Install or run this only in a sandboxed environment such as a container or disposable VM. The scanner's purpose is legitimate, but its default scan script may run npm or pip installation code from whatever repository you scan.
Findings (3)
Artifact-based informational review of SKILL.md, metadata, install specs, static scan signals, and capability signals. ClawScan does not execute the skill or run runtime probes.
Scanning a malicious or compromised repository could run code on the user's machine, not just perform static analysis.
After cloning a user-supplied repository, the script automatically runs npm and pip installs. Those package managers can execute install scripts or setup code from untrusted target repositories and dependencies.
[ -f "package.json" ] && npm install --silent 2>/dev/null || true [ -f "requirements.txt" ] && pip3 install -r requirements.txt --quiet 2>/dev/null || true
Run this only in a disposable container or VM, or change the script to ask before installing dependencies, use locked dependencies, disable npm scripts where possible, and use a dedicated Python virtual environment.
A target repository can influence what third-party packages are installed and what setup code runs during scanning.
The workflow pulls arbitrary remote repository contents and then trusts that repository's dependency declarations. There is no artifact evidence of pinning, verification, sandboxing, or containment.
git clone --depth 1 "$REPO_URL" 2>&1 ... [ -f "package.json" ] && npm install --silent 2>/dev/null || true [ -f "requirements.txt" ] && pip3 install -r requirements.txt --quiet 2>/dev/null || true
Treat target repositories as untrusted supply-chain input. Prefer containerized scans, dependency lockfiles, no-script install modes, and explicit user approval before any package installation.

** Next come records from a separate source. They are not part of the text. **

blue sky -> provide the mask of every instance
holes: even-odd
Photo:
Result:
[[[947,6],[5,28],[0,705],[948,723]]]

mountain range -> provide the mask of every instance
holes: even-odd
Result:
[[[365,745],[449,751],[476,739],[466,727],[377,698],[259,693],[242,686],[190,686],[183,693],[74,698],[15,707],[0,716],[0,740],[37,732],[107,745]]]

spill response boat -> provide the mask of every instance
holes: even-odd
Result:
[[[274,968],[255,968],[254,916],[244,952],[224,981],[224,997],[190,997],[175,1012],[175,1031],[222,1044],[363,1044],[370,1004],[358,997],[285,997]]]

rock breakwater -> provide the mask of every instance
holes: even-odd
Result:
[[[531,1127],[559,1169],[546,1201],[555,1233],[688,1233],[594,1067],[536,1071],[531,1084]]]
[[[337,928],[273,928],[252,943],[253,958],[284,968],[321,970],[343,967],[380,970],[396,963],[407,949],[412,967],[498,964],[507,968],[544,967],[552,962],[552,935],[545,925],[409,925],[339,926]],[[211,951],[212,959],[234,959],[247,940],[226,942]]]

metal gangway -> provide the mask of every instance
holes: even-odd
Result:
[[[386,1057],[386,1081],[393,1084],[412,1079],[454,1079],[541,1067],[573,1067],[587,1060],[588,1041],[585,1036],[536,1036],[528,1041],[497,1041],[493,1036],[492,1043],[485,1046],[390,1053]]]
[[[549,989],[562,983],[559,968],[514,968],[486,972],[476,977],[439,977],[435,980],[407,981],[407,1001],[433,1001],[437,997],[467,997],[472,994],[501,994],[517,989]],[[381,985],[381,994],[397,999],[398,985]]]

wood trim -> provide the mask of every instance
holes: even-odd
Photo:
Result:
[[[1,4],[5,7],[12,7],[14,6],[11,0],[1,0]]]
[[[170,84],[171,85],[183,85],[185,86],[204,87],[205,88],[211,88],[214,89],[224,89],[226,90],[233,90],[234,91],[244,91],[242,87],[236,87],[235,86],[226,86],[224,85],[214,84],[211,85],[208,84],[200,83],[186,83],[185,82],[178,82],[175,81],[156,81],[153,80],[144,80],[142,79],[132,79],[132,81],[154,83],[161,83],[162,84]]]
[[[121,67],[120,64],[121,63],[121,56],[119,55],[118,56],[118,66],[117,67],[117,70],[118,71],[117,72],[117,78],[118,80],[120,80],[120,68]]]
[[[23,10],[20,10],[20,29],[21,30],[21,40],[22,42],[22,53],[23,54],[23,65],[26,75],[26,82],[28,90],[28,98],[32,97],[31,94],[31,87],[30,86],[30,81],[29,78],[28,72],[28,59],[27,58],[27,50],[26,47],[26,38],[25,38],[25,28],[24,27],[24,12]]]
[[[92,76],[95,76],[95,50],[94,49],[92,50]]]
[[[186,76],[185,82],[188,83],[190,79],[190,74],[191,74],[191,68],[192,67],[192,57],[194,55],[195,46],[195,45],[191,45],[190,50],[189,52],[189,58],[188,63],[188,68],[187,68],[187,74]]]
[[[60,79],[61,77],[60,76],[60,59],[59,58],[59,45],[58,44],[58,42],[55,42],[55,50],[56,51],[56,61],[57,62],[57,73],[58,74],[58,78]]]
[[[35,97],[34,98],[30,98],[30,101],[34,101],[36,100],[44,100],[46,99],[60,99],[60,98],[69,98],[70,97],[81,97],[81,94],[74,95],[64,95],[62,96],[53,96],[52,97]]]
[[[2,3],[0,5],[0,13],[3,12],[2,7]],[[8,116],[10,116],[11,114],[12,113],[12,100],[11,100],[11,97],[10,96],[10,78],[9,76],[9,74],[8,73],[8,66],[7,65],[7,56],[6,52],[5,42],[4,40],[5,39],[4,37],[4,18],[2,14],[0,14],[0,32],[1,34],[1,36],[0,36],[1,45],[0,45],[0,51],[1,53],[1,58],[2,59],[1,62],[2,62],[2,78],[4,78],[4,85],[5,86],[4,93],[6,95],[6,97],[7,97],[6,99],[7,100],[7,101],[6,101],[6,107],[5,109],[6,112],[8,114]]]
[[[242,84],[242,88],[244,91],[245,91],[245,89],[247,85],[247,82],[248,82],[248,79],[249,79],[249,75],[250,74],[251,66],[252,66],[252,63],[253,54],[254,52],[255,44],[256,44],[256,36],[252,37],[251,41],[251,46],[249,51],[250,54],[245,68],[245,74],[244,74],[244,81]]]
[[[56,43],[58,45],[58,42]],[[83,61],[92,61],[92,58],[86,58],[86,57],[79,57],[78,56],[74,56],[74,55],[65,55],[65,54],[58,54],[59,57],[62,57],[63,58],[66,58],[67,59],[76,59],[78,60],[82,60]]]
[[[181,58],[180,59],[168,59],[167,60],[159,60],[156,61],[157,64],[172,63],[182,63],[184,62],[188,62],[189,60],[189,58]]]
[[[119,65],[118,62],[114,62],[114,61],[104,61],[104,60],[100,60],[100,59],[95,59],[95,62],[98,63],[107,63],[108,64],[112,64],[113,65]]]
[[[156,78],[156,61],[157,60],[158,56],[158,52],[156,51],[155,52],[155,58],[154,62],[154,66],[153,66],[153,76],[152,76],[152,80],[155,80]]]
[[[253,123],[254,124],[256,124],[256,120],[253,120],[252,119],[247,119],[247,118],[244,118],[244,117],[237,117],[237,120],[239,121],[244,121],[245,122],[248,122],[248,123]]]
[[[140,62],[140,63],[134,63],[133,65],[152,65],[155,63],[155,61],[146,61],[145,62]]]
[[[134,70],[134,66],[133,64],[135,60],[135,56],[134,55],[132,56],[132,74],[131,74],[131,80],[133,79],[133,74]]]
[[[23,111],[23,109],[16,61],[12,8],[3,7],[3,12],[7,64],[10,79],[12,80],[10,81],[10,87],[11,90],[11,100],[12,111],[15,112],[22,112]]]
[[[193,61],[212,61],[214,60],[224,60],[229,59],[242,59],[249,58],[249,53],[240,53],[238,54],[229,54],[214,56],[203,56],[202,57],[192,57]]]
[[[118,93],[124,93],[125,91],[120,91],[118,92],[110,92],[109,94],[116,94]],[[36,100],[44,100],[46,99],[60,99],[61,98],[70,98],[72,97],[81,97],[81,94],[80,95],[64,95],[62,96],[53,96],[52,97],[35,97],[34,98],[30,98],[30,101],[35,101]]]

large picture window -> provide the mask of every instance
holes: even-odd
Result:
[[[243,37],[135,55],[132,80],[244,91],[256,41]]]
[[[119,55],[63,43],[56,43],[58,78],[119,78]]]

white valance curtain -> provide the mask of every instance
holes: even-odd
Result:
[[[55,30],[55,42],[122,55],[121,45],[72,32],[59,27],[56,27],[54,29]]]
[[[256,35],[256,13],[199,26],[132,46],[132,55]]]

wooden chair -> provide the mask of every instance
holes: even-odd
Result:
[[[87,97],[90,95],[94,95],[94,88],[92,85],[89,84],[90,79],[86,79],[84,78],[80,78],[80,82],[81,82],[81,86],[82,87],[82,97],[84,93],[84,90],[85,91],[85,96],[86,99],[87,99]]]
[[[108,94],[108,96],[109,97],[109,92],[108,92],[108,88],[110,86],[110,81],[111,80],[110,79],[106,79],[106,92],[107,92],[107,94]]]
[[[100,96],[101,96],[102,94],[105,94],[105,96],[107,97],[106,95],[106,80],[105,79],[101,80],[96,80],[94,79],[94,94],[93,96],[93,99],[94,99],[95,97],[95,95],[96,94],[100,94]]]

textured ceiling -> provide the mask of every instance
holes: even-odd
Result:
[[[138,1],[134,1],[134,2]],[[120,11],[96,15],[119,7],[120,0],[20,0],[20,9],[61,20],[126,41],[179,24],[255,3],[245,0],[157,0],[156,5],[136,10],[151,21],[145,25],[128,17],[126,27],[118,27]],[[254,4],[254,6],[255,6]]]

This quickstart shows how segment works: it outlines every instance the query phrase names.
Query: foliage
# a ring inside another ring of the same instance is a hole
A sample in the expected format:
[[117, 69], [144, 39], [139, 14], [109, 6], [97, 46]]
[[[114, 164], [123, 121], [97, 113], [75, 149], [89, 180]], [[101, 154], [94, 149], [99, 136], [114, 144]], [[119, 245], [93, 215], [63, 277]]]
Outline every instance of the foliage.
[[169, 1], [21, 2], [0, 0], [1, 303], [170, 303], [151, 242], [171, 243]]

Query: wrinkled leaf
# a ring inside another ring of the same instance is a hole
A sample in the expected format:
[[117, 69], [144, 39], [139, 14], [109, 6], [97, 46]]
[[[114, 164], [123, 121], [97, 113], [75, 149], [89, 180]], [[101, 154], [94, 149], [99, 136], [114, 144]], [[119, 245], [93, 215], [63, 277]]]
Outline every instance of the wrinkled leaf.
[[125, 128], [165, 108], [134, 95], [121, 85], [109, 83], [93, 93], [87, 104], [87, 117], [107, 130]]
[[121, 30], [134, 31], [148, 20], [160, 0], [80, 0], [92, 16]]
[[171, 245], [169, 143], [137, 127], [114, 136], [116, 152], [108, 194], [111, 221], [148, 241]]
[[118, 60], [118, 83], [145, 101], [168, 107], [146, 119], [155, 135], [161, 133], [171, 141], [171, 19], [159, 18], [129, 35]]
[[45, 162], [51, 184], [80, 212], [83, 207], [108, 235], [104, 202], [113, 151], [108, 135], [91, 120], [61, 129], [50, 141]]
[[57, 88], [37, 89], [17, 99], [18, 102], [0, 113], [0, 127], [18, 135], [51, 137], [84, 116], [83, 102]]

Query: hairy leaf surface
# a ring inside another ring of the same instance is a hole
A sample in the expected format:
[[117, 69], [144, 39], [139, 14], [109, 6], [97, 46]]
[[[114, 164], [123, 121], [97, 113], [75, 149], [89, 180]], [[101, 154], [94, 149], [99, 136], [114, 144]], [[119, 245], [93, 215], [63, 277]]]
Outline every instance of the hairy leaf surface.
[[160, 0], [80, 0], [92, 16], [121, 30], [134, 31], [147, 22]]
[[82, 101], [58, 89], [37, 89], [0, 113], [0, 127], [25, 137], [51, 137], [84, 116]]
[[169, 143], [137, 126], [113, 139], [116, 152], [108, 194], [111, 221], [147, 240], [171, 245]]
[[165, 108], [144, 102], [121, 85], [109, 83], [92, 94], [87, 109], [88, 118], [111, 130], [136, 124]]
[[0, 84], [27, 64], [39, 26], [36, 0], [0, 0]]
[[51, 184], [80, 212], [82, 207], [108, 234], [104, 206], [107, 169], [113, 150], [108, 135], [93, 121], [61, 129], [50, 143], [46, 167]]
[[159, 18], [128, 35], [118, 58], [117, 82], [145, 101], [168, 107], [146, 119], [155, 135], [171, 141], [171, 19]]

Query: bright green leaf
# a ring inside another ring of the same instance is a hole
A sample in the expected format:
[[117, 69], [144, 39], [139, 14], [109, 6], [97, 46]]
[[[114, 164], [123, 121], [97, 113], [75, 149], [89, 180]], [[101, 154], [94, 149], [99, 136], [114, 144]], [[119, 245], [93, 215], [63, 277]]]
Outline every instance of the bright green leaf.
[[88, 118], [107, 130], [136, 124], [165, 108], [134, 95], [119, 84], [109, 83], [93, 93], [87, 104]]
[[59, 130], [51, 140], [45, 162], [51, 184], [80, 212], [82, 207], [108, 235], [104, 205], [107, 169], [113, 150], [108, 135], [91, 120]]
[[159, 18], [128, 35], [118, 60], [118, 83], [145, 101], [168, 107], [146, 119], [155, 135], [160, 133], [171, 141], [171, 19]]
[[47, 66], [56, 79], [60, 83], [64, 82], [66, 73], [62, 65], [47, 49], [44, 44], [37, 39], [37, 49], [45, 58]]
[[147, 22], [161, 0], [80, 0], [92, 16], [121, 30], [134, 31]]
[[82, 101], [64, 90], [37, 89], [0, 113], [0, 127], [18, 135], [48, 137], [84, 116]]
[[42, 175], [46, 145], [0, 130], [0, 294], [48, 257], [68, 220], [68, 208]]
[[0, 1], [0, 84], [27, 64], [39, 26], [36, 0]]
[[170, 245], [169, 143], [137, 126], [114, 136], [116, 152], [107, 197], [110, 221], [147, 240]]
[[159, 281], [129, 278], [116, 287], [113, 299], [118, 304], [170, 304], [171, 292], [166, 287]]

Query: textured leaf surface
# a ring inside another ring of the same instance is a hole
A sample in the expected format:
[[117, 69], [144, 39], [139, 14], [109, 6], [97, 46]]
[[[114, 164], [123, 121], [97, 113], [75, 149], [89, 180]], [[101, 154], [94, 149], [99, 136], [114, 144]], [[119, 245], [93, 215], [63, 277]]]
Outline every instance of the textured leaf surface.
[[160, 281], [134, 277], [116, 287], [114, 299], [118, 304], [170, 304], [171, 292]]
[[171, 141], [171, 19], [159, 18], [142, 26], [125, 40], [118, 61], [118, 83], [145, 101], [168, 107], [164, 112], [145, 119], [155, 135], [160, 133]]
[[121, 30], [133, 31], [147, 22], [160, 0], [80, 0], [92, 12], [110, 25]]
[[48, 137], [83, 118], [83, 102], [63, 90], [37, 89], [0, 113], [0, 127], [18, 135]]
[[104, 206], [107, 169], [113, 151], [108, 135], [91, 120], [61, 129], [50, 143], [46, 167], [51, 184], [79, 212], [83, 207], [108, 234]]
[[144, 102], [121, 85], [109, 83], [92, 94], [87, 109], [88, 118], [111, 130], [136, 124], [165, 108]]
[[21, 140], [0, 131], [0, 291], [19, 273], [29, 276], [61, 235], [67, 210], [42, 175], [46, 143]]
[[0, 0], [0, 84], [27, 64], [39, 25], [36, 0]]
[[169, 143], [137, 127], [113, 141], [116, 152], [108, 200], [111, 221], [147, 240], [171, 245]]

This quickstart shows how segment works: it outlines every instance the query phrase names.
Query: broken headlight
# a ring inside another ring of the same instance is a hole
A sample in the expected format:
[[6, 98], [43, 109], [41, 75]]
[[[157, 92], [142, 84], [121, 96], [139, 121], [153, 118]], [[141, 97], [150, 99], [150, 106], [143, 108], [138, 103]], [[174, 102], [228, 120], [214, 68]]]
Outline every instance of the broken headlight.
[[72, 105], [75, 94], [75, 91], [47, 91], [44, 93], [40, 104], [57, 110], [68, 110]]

If the local LLM service is not trusted or is exposed to other users, vulnerability findings or project details could be visible to that service.
The triage script sends finding summaries to a local Ollama-compatible LLM endpoint. This is disclosed and purpose-aligned, but it is still a data flow to another local service.
curl -s http://127.0.0.1:11434/api/generate \
-d "{\"model\":\"deepseek-coder-v2:16b-lite-instruct-q5_K_M\",\"prompt\":\"$PROMPT\",\"stream\":false}"Use only a trusted local Ollama instance, confirm it is bound to localhost as expected, and avoid triaging sensitive private code on shared machines.